Dimas masih diam di tempatnya, kemudian ia melangkah dan berakhir di rooftop. Duduk sambil merebahkan tubuhnya di salah satu bangku tidak terpakai, menatap langit yang semakin terik. Ia menghela napas panjang, lalu menutup matanya dan bergumam nama seseorang.
"Alan, kenapa lo gak peka sih? Dasar idiot, gue bakal dapetin lo, suka gak suka, lo tetap milik jadi gue. Kalau gue gak bisa dapetin lo, dia juga gak bisa!" Dimas tersenyum misterius, kemudian bangkit dan berlalu pergi.
Di sisi lain, Alan sudah kembali ke kelasnya, dan duduk di barisan belakang dengan telentang. kakinya naik ke atas meja dan bernyanyi lagu jazz yang berjudul kasmaran.
Tak ada yang menarik, Alan pergi ke kantin, dan ternyata ia bertemu dengan pasangan sejoli. Siapa lagi kalau bukan Reyhan dan Al Wijaya.
Seperti biasa mereka menganggap Alan angin lalu, pemilik mata cokelat mulai kesal dan mencibir, "Serasa milik berdua ya, yang lain cuman ngekos!"
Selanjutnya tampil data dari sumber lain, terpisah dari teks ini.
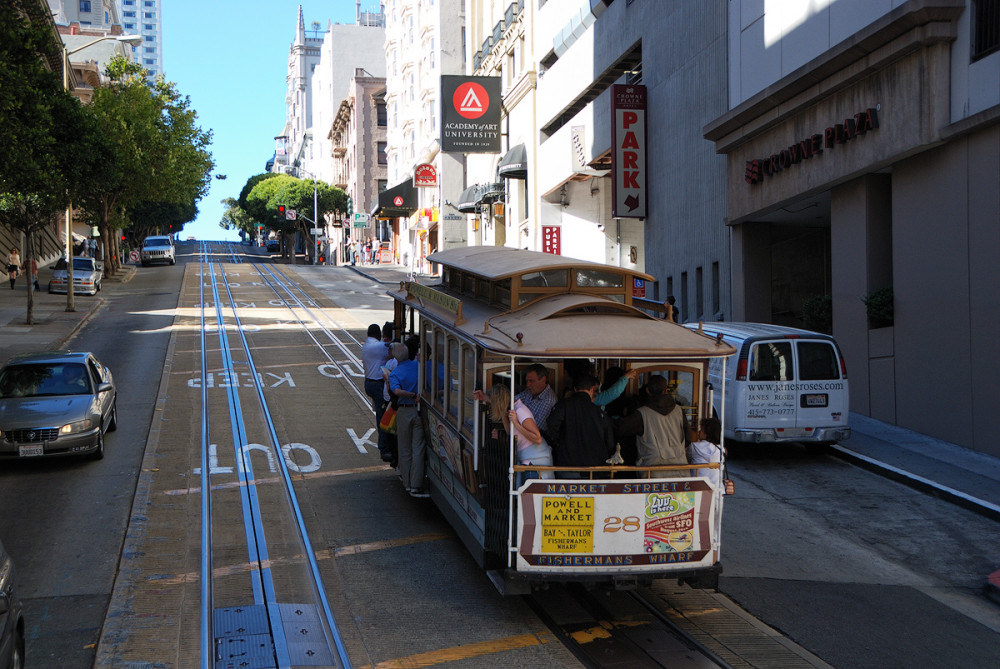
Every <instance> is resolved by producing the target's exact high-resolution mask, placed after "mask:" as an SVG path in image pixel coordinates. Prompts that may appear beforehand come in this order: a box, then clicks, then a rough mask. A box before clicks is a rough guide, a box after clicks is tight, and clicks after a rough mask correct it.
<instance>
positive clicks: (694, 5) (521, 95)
mask: <svg viewBox="0 0 1000 669" xmlns="http://www.w3.org/2000/svg"><path fill="white" fill-rule="evenodd" d="M469 4H470V5H471V7H472V8H470V9H469V10H468V13H469V16H470V18H471V19H476V21H475V22H473V21H471V20H470V26H469V37H470V43H471V46H470V47H469V50H470V51H471V52H472V56H471V60H472V63H473V64H474V66H475V69H474V70H473V72H475V73H477V74H483V75H493V76H499V77H500V78H501V82H502V86H503V91H504V108H505V110H506V111H507V116H506V119H505V126H504V131H505V134H506V135H507V136H508V140H509V141H508V144H507V145H506V147H505V148H506V150H507V151H510V150H512V149H517V148H518V147H519V146H520V145H521V144H522V143H523V146H524V152H525V155H526V158H527V160H526V163H527V173H526V174H525V175H519V176H523V178H520V179H512V178H501V179H500V180H501V181H502V182H503V185H504V188H505V199H506V207H505V209H506V212H507V216H506V219H505V220H504V221H497V220H496V219H495V218H494V220H493V221H490V220H488V219H486V218H484V219H483V223H482V226H483V228H484V230H486V234H485V235H483V237H482V238H483V240H484V241H483V243H498V242H499V243H503V244H505V245H508V246H518V247H521V248H530V249H534V250H542V251H549V252H554V253H560V254H563V255H569V256H573V257H578V258H584V259H587V260H593V261H596V262H604V263H609V264H612V265H617V266H623V267H631V268H635V269H638V270H640V271H644V272H647V273H649V274H651V275H653V276H654V277H656V279H657V280H656V282H654V283H653V284H652V285H647V284H644V285H642V286H637V287H636V294H637V295H638V296H643V297H646V298H647V299H655V300H659V301H662V300H663V299H665V298H666V296H667V295H675V296H676V299H677V306H678V307H679V308H680V309H681V316H682V317H683V318H684V319H686V320H697V319H704V320H714V319H723V318H728V317H729V313H728V312H729V306H728V305H729V299H730V298H729V293H730V290H729V284H728V281H727V280H726V279H727V277H728V275H729V231H728V230H727V228H726V226H725V225H724V222H723V219H724V217H725V200H724V198H723V197H720V194H721V193H723V192H724V185H725V169H726V161H725V159H724V158H722V157H720V156H718V155H717V154H716V153H715V151H714V148H713V147H712V146H711V145H710V144H706V142H705V141H704V140H703V139H702V134H701V128H702V126H703V125H704V124H705V123H707V122H709V121H710V120H711V119H714V118H716V117H717V116H718V115H719V114H721V113H724V112H725V110H727V109H728V97H727V94H726V86H727V70H726V47H727V42H726V31H727V15H726V9H725V4H724V3H719V2H713V3H688V2H684V3H681V2H671V3H662V2H655V3H654V2H635V3H628V2H603V1H600V2H589V1H588V2H581V1H579V0H548V1H547V2H545V3H532V2H527V3H525V2H518V1H515V2H510V3H503V4H501V3H496V2H488V1H487V0H478V1H475V0H470V3H469ZM511 14H512V15H513V17H514V20H513V22H510V21H509V19H508V16H509V15H511ZM615 85H621V86H630V85H631V86H641V87H644V92H645V95H646V102H645V116H646V123H645V135H644V137H643V138H642V139H643V142H642V149H643V151H644V154H645V161H646V162H645V174H644V175H643V178H644V192H645V195H644V197H645V212H643V213H644V215H643V216H642V217H637V216H631V215H629V212H628V211H627V210H626V211H616V210H615V208H614V207H613V202H612V195H613V192H614V188H613V180H614V178H615V172H614V170H613V169H612V168H613V159H612V157H613V152H614V149H615V146H613V120H614V119H613V117H612V100H611V97H612V86H615ZM512 159H513V157H512V156H509V155H508V154H507V153H503V154H500V155H497V156H493V157H492V158H491V159H490V160H488V161H486V162H487V163H488V165H487V166H486V168H485V169H484V168H482V167H481V164H482V159H481V158H479V157H476V158H471V157H470V159H469V165H470V170H469V174H470V183H474V182H476V181H480V180H482V181H487V182H488V181H489V180H490V178H491V177H502V176H503V174H504V173H506V174H511V172H510V171H508V170H507V168H506V164H508V163H510V162H511V160H512ZM474 170H475V171H474ZM514 173H515V174H517V173H516V172H514ZM467 185H468V184H467ZM479 211H480V212H482V213H485V212H486V211H487V210H486V209H485V208H482V209H480V210H479ZM615 214H617V216H616V215H615ZM491 223H493V224H497V223H499V224H502V225H504V226H505V228H506V231H505V234H503V235H490V234H489V228H490V225H491Z"/></svg>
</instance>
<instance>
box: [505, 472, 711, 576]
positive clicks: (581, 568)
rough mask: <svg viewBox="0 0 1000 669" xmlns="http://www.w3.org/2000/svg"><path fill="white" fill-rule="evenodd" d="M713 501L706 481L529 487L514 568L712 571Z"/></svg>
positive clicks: (632, 482)
mask: <svg viewBox="0 0 1000 669" xmlns="http://www.w3.org/2000/svg"><path fill="white" fill-rule="evenodd" d="M716 497H717V495H716V491H715V490H714V489H713V488H712V487H711V485H709V483H708V481H707V479H704V478H690V479H673V480H672V479H660V480H657V479H643V480H632V481H630V480H621V481H614V482H604V481H601V482H598V481H595V482H585V481H581V482H579V483H574V482H571V481H569V480H551V479H550V480H534V481H530V482H528V483H527V484H525V486H524V487H523V488H522V489H521V497H520V499H521V504H520V507H519V517H518V552H517V569H518V571H539V572H579V573H585V572H587V571H588V570H606V569H607V568H608V567H616V566H618V567H622V568H623V570H629V571H635V570H636V569H638V570H640V571H642V570H646V569H648V570H652V571H663V570H664V568H665V567H666V568H667V569H670V568H674V567H675V568H676V569H677V570H689V569H696V568H702V567H706V566H710V565H712V564H714V563H715V562H716V561H717V559H718V547H719V537H718V536H717V528H718V522H717V518H716V514H717V513H718V508H717V505H716V504H715V499H716Z"/></svg>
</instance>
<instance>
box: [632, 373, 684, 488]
mask: <svg viewBox="0 0 1000 669" xmlns="http://www.w3.org/2000/svg"><path fill="white" fill-rule="evenodd" d="M646 391H647V393H648V397H647V399H646V401H645V403H644V404H643V405H642V406H640V407H639V409H638V410H637V411H635V412H633V413H631V414H629V415H627V416H625V417H624V418H622V419H620V420H618V421H617V422H616V423H615V434H616V435H617V436H618V437H619V438H622V437H625V436H630V435H635V436H636V447H637V448H638V451H639V458H638V460H637V461H636V465H638V466H639V467H649V466H654V465H685V464H687V431H688V430H687V419H686V418H685V417H684V409H682V408H681V407H680V406H679V405H678V404H677V403H676V402H675V401H674V397H673V395H671V394H670V390H669V385H668V384H667V380H666V379H665V378H663V377H662V376H659V375H656V376H652V377H650V379H649V383H647V384H646ZM672 475H677V474H674V473H672V472H667V473H665V474H661V475H660V476H672Z"/></svg>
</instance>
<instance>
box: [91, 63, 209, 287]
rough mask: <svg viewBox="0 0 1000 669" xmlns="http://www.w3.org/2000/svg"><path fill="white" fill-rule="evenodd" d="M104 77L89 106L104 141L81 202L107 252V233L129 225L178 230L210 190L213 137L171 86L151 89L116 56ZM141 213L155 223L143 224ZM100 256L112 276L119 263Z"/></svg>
mask: <svg viewBox="0 0 1000 669" xmlns="http://www.w3.org/2000/svg"><path fill="white" fill-rule="evenodd" d="M106 74H107V75H108V77H109V78H110V79H111V84H110V85H109V86H106V87H104V88H99V89H97V90H96V91H95V92H94V99H93V101H92V102H91V104H90V105H89V106H88V107H87V109H88V111H89V112H90V113H91V114H92V116H93V118H94V119H95V123H96V125H97V127H98V132H99V137H100V138H101V140H102V142H103V147H104V152H103V159H102V160H99V161H95V169H94V170H93V171H92V172H91V173H90V174H89V175H88V189H87V191H86V192H85V193H84V194H83V195H82V197H81V198H80V200H79V203H80V205H81V206H82V207H83V209H85V210H86V212H87V215H88V217H89V219H90V220H91V222H92V223H93V224H95V225H97V226H98V228H99V229H100V231H101V236H102V238H103V239H104V243H105V245H106V248H110V246H109V245H110V244H111V241H112V240H111V236H110V232H111V231H112V229H113V228H115V227H127V225H128V221H130V220H131V221H138V222H139V224H140V227H143V228H146V229H149V230H152V229H155V230H157V231H158V232H168V231H169V226H171V225H173V226H174V228H173V231H174V232H179V231H180V228H181V226H183V224H184V223H185V222H187V221H189V220H191V218H193V215H194V214H195V213H196V212H197V209H196V208H195V203H196V202H197V201H198V200H199V199H200V198H201V197H202V196H203V195H204V194H205V193H206V192H207V190H208V184H209V179H210V178H211V170H212V168H213V167H214V164H213V162H212V155H211V153H210V152H209V145H210V143H211V139H212V134H211V132H210V131H204V130H202V129H201V128H200V127H199V126H198V125H197V113H196V112H195V111H194V110H192V109H191V107H190V100H189V98H187V97H185V96H182V95H180V93H178V92H177V89H176V87H175V85H174V84H173V83H171V82H167V81H165V80H164V79H163V78H162V77H159V78H157V80H156V81H155V82H154V83H153V84H152V85H150V84H149V83H148V82H147V79H146V70H145V69H143V68H141V67H139V66H137V65H136V64H134V63H131V62H130V61H127V60H126V59H124V58H121V57H116V58H114V59H112V60H111V61H110V63H109V64H108V66H107V69H106ZM142 214H148V215H153V216H154V219H152V220H146V221H142V220H141V219H140V218H139V217H140V215H142ZM134 232H135V233H138V232H139V230H138V229H137V230H135V231H134ZM143 236H144V235H143ZM133 237H135V239H136V240H138V239H139V235H137V234H133ZM105 257H106V259H107V261H108V263H107V264H106V271H107V270H108V269H109V270H110V271H109V273H113V272H114V271H115V270H116V269H117V267H118V264H119V260H120V259H119V258H118V255H117V254H114V253H107V254H106V255H105ZM108 265H110V267H108Z"/></svg>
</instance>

Lagi-lagi perkataannya diabaikan. Mereka berdua sibuk bermanja ria. Al yang duduk di sebelah Rey, tak bisa kalau tak berbuat hal-hal tercela.
"Al, aku malu."
"Malu kenapa beb? Tumben."
Bukan hanya menggoda, Al juga meraba-raba paha Rey yang terbalut celana hitam. Rey bergerak gelisah.
"A–ku malu. Ada yang liatin. Ahhh!" Al semakin jadi bergerak sesuka hati. Ia terus menggoda milik Rey. Tak peduli jika ada yang melihat.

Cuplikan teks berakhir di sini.